At CAA he was famous for being brutally honest with his clients. He reportedly once told Robert Redford he ‘looked like s***’ on the set of Indecent Proposal, and sent the star home to sleep for three days. ‘He tells me when I look good, when I don’t look good, when he likes what I’m wearing, when he doesn’t like it,’ she says. ‘So when he says I look good I can trust his opinion.’
Michael has also been a huge boon in starting the new business, after the bankruptcy (or ‘reorg’ as she calls it) of the previous incarnation of Tamara Mellon. ‘He’d just say, “No big deal”,’ she says. ‘He mentors a lot of tech guys, and he told me, “The tech world loves failure, because you learn so much.”
But long before she landed in California or began dating Michael, Tamara seemed to have an innate resilience and a fighting spirit. Where does that self-belief come from, I ask? ‘Absolutely from my dad, because he never treated me any differently to my brothers. He instilled in me that attitude of picking yourself up and carrying on.’
Her late father, Tom Yeardye, was a stunt double for Rock Hudson before co-founding the Vidal Sassoon hair-product empire. When Tamara was nine, his job took the family from London to LA for seven years. ‘I drive past my old home every day – it feels like I’ve come full circle.’
While she was close to her dad, Tamara’s relationship with her mother, former model Ann Yeardye, was strained, as she details in her 2013 memoir In My Shoes. They are, she tells me, still estranged. ‘That reconciliation is probably not going to happen,’ she says equably. But that relationship has informed her own choices as a mother. ‘I wanted Minty to feel loved, supported, nurtured, to feel I had her back no matter what, and feel safe with me. I never felt safe growing up,’ she says. ‘There was always a drama, a crisis. You never felt on safe ground around her.’

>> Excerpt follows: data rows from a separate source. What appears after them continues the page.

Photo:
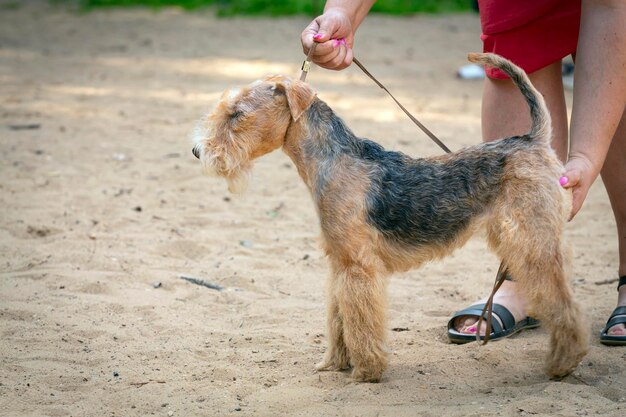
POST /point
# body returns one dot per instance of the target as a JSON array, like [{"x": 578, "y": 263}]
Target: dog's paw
[
  {"x": 330, "y": 365},
  {"x": 367, "y": 375}
]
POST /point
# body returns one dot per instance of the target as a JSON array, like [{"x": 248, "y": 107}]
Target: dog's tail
[{"x": 540, "y": 117}]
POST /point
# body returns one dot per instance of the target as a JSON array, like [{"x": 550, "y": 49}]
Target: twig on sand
[
  {"x": 141, "y": 384},
  {"x": 202, "y": 282},
  {"x": 607, "y": 281}
]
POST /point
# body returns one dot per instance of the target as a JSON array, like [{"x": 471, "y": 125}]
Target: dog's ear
[{"x": 299, "y": 96}]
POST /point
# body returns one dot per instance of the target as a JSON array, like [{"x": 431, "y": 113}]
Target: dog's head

Out in the airy, open-plan office, there’s the quiet thrum of industry among the 30 employees, all but two of whom are female. ‘The guys are very good sports about it,’ Tamara laughs. She deliberately sought out a female CEO, and actively seeks to put women in leadership positions. ‘We’re not anti-men,’ she says. ‘But my team are less afraid to do things because they’re women and can relate to the customer.’ On Valentine’s Day last year, they ran a campaign with the slogan, ‘Be your own damn Valentine,’ and sent vibrators out with every order of shoes. ‘I’m sure that if I had a male CEO he’d have said, “Ooh, maybe not,” but this team totally got it.
Tamara, it is clear, still has the fierce tenacity that made Jimmy Choo the soaraway success it was before she hit 30. ‘The game plan is to build a big luxury brand like I did before,’ she says. ‘Whether it’s bags or fragrance or sunglasses, we’re definitely going to go into other products. And we’re definitely going to roll out more retail stores.
It seems as if she’s in her second act, I suggest. ‘Yes,’ she agrees. ‘I feel as though I’m really hitting my stride now – with the business and with everything – and it feels great.’